The authors apply their extractive/inclusive dichotomy to countries around the world and get a lot of mileage from the paradigm. We have examples of highly extractive governments even in the modern world. One shocking one, to me at least, is the case of Uzbekistan. The Soviet government had imposed a highly extractive regime–communism–on Uzbekistan, with government ownership of all farmland. But when communism ended, the new government’s first president, Ismail Karimov, simply refashioned the extractive system. He forced farmers to grow cotton and sell it to him at artificially low prices so that he could export it at world prices. Because of the low prices they received, cotton farmers were unwilling to invest in new harvesting machinery, reducing the harvest. So what did Karimov do? He turned children into slaves, taking them out of school for the two months of harvest season and assigning them to farms. How much are they paid? In 2006, when the world price of cotton was about $1.40 per kilogram, the children–who harvested 20 to 60 kilos per day (worth, therefore, between $28 and $84)–were paid three cents per day.

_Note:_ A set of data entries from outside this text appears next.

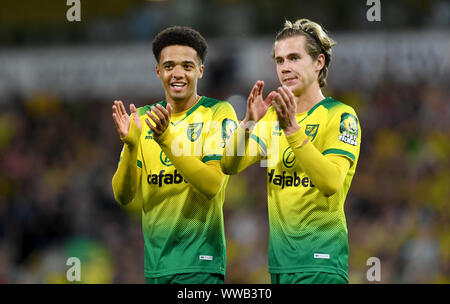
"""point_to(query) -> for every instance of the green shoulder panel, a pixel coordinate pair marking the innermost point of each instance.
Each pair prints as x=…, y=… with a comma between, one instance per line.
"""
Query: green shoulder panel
x=209, y=102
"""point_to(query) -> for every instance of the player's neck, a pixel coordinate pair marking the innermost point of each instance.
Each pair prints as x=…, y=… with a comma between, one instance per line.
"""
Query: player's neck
x=182, y=105
x=309, y=98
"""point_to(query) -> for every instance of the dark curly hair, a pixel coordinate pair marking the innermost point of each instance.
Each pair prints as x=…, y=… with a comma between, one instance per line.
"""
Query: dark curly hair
x=180, y=35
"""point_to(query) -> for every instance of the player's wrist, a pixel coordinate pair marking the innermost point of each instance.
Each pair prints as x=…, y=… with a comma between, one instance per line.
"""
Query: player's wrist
x=132, y=138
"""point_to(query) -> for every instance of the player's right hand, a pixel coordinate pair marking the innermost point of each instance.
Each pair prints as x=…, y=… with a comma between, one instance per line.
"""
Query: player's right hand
x=122, y=119
x=256, y=105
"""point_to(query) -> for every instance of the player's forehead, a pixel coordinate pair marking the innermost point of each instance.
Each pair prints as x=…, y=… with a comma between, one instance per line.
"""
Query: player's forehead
x=178, y=54
x=290, y=45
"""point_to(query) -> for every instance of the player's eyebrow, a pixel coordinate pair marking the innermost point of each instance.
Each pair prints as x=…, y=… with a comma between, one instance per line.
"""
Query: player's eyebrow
x=182, y=62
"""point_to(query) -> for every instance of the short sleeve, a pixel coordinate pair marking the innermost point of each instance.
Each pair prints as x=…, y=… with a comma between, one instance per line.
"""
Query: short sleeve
x=343, y=134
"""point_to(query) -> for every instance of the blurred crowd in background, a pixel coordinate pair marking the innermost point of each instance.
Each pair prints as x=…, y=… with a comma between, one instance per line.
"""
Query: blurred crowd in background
x=58, y=156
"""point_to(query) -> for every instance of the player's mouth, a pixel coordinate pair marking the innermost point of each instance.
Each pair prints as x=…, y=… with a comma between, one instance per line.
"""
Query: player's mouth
x=289, y=80
x=178, y=86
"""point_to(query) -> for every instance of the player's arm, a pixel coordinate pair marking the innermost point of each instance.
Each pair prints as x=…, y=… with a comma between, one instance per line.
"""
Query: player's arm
x=240, y=152
x=327, y=172
x=126, y=178
x=206, y=178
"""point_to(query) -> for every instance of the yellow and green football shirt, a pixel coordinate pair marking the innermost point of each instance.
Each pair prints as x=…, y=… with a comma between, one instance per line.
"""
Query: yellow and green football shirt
x=183, y=231
x=308, y=230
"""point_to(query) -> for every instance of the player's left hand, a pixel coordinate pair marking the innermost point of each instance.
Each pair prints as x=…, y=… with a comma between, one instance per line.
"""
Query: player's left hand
x=286, y=108
x=161, y=120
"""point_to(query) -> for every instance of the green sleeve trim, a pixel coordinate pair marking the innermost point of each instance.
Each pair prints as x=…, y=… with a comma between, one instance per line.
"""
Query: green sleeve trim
x=340, y=152
x=211, y=157
x=259, y=142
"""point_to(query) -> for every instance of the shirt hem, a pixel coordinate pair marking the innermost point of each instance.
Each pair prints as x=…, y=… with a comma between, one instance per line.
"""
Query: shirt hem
x=294, y=269
x=155, y=274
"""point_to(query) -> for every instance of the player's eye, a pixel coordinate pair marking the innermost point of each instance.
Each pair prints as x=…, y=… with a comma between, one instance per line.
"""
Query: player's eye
x=168, y=66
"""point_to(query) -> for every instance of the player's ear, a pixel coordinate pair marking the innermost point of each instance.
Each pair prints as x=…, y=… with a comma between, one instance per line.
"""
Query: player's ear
x=201, y=69
x=320, y=62
x=157, y=70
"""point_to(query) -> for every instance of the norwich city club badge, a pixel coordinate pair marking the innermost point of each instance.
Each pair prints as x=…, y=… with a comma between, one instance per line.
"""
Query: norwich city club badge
x=194, y=130
x=349, y=124
x=311, y=131
x=228, y=128
x=348, y=129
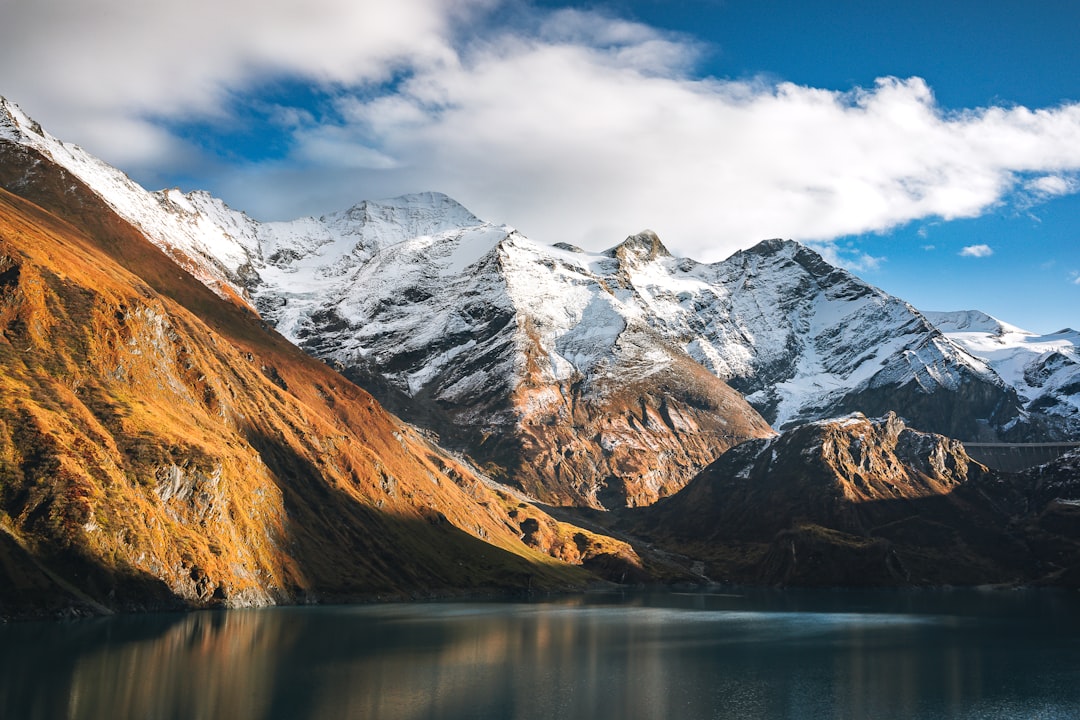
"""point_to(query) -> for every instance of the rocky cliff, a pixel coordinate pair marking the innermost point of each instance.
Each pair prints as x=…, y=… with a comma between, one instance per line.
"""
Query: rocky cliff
x=869, y=502
x=161, y=447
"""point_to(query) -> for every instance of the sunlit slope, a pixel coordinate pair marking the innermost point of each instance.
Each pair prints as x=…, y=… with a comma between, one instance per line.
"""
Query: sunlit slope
x=158, y=445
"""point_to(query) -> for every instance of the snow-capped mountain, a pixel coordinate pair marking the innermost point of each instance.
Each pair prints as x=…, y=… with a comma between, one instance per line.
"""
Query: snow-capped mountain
x=597, y=378
x=1043, y=368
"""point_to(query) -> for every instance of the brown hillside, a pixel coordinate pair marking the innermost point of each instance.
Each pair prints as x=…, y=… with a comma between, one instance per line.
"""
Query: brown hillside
x=864, y=502
x=159, y=446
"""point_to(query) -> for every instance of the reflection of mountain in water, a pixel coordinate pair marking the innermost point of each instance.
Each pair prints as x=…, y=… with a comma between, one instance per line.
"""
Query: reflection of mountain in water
x=770, y=655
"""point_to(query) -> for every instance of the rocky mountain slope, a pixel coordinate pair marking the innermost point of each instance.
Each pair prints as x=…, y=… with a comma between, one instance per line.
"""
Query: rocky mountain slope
x=855, y=501
x=1044, y=369
x=520, y=353
x=161, y=447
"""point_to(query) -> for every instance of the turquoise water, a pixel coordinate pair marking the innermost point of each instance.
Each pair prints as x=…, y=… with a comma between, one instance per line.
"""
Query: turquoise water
x=743, y=654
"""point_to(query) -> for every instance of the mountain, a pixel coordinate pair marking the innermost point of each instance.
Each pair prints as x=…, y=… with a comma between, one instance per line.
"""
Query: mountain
x=855, y=501
x=161, y=447
x=1044, y=369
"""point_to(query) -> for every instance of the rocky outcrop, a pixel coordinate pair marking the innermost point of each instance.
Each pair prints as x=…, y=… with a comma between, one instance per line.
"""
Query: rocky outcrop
x=865, y=502
x=161, y=448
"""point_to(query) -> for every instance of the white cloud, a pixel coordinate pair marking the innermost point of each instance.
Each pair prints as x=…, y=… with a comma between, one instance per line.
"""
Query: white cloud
x=579, y=127
x=976, y=252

One of the authors’ best expositions is about the second-largest economy in the world, China. They trace the horrible results of Chairman Mao’s homicidal policies in the 1950s and 1960s and unearth a quote in which Mao expressed his admiration for Adolf Hitler. They also lay out how the relaxation of government controls on agriculture in the early 1980s “led to a dramatic increase in agricultural productivity.” Surprisingly, they do not cite Kate Zhou’s How the Farmers Changed China, which tells the story in more detail. They argue persuasively, though, that Chinese growth “will run out of steam unless extractive political institutions make way for inclusive institutions.”

Here’s part of the review in which I’m critical:

Possibly related to their mistelling of the story of U.S. trusts, all the examples they give of extractive institutions are of small, wealthy minorities extracting wealth from large, poor majorities. They omit another possibility that seems to be happening in modern-day America under President Obama: A government of elitists that, claiming to speak for the large less-wealthy majority, extracts wealth from a small wealthy minority. This omission is somewhat surprising. In their discussion of Africa, the authors point out that for the Kongolese to be productive would not have been worthwhile “since any extra output that they produced using better technology would have been subject to expropriation by the king and his elite.” We are not, in America, at the point where any extra output will be taken by the government, but we are much closer to that point than we were just a few years ago. In high-tax California, for example, where many productive people are rumored to live, those making $1 million a year or more have 13.3 percent of their extra output taken by the state government, up from “only” 10.3 percent last year, and 43.4 percent of their extra output taken by the federal government, up from “only” 37.9 percent last year. Marginal tax rates above 50 percent would certainly seem to damage incentives. Yet the authors never address this issue. That’s disappointing.

Russ Roberts interviewed Acemoglu on his book a year ago.

HT to Jeffrey Hummel for filling me in on the convergence of southern and northern incomes after the Civil War. This led to a key paragraph in the review.